We started this year with a 30-year mortgage rate of 3% but have quickly added another 2%-plus.
Higher mortgage rates mean higher monthly payments for homebuyers.
That means new homes have gotten much less affordable in 2022.
The first signs of rising mortgage rates impacting demand arrived in April, when new home sales numbers showed a 17% decrease from March and a 27% decline from April 2021.
That’s not bullish for homebuilders.
But Then There’s This…
Despite rising mortgage rates, there’s a more important data point…
Since new home construction peaked at more than 2 million housing starts at the peak of the housing bubble in 2005, there have been only 500,000 new homes built each year on average.
Over the past 15 years, new home construction has been at its lowest level in 60 years.
From 1960 to 2008, the number of new homes built in the U.S. ranged from 1 to 2 per 100 households.
Since 2008, that number has been just 0.5 new homes per 100 households – roughly half the bottom end of the normal range.
Some 15 years of underbuilding has resulted in a new-home deficit of roughly 3 million homes.
It is going to take years of furious home construction to recover from this deficit – which is a great long-term tailwind for homebuilders.
Yes, mortgage rates are much higher than where they have been during COVID-19, but they’re nowhere close to being high compared with historical norms, as you can see in the chart below.
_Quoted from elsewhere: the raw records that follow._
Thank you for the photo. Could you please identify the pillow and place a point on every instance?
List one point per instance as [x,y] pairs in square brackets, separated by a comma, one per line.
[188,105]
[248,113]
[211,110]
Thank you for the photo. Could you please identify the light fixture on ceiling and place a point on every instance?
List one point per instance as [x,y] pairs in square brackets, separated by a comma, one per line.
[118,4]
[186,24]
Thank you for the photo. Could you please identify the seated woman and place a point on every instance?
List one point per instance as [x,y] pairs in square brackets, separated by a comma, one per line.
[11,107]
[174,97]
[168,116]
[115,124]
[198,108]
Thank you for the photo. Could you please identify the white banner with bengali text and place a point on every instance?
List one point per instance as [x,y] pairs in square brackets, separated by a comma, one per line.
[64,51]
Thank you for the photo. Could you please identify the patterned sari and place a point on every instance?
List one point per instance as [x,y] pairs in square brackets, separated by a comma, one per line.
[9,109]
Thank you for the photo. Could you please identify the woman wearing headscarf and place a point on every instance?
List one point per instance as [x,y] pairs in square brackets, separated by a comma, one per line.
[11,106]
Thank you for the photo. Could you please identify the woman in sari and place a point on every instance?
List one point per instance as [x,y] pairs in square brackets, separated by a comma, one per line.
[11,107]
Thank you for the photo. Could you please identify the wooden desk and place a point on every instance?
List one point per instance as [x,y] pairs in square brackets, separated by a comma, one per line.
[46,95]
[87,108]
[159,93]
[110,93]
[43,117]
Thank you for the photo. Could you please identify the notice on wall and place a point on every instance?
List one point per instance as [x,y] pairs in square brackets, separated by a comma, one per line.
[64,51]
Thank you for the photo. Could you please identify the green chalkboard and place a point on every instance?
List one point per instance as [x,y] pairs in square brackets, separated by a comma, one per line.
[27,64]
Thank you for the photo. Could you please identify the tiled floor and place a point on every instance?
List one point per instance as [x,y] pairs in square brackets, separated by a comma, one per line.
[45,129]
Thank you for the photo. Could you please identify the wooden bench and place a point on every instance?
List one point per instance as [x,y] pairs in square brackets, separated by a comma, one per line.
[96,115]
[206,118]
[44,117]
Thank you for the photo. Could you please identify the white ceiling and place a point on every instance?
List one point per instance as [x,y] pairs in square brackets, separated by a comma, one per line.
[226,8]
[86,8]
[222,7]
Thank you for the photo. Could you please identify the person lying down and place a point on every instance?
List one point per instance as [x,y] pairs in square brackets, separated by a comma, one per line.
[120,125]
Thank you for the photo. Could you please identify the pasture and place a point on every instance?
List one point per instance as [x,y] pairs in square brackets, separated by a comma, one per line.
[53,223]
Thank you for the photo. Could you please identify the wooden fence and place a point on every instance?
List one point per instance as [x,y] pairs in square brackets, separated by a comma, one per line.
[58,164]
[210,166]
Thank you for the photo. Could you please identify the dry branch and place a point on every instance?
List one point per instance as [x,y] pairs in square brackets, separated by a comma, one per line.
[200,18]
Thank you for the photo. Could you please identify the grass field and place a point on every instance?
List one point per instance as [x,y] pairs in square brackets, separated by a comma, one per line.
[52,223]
But we don’t know how much further both interest rates and mortgage rates are going to rise.
The Federal Reserve and other central banks across the globe unleashed an unprecedented easy money policy in response to the pandemic.
Given the “unprecedented” part of this situation, it’s impossible to predict how hard it will be to rein in ongoing decades-high inflation.
Nevertheless, given the 15 years of underbuilding and the tailwind it has created behind the sector, I’m a buyer of homebuilders at current valuations. That said, I’m cautious because I don’t think this sector will bottom until we get some data that shows inflation is relenting to some degree.
Slowing inflation means that the Fed won’t have to use sky-high interest rates to keep inflation under control.